Katherine
Pancol dit qu'on aime comme notre mère nous a aimé. Moi la mienne, elle a du trop m'aimer, elle a du trop me donner, comme ça, sans retenue ni barrière, elle a du laisser son amour déferler
pendant des années pour avoir fait de moi ce que je suis.
Aujourd'hui j'ai compris. Ronde et épaisse, dégoulinante d'amour et de naïveté, je suis un baba au rhum, un
paris-brest, une religieuse. Un truc qui vous écoeure rien qu'à le regarder.
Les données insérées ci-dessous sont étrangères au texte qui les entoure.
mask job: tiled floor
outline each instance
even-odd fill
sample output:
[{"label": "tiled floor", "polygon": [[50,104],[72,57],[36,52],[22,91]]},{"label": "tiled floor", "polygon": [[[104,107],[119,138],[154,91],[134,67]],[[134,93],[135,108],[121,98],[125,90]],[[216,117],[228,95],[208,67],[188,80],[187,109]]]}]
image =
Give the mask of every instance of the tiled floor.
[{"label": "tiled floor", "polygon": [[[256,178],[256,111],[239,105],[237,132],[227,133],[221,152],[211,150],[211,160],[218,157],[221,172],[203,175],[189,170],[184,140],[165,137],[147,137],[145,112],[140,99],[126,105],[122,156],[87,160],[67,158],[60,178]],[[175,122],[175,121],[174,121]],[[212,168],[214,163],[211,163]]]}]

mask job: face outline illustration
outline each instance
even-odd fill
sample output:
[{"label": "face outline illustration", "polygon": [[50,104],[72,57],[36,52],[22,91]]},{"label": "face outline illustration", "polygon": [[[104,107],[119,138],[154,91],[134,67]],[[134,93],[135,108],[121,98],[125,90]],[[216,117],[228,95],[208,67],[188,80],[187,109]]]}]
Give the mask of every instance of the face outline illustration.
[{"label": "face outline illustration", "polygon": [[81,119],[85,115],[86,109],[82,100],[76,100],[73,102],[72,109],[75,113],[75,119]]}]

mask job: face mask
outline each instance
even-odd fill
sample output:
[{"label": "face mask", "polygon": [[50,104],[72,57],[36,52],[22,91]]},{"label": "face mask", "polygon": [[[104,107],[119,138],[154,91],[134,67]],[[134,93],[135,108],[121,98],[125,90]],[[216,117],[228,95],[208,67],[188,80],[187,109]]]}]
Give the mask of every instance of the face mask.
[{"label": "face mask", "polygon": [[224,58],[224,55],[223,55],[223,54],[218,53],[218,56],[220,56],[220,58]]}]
Les hommes me regardent (quand ils me regardent), ils sont souvent attirés par ces choses contre lesquelles ils
aimeraient se coller mais lorsqu'ils voient l'ensemble, ils savent qu'ils ne vont pas pouvoir finir leur assiette. Que leur petite cuillère va rester en suspend, au-dessus de cette pâtisserie
trop sucrée et trop grasse. C'est trop pour eux, c'est trop pour tout le monde. Trop de mollesse ! Il faudrait que je m'injecte du ciment en intraveineuse, que je devienne dure, blindée, solide,
que j'arrête de rêver ma vie, de marcher dans mes songes, de m'imaginer que l'honnêteté et la gentillesse mène quelque part. C'est faux, les gentils ne réussissent rien. Prenez les 50 personnes
de cette Terre qui ont le mieux réussi, pensez-vous un quart de seconde que ce soient des gentils ? Je vais vous dire où ils sont les gentils, ils sont planqués derrière des murs qu'ils ont fini
par monter, les mains vides de s'être tout fait prendre, le coeur au bord des lèvres de n'avoir rien compris à la vie.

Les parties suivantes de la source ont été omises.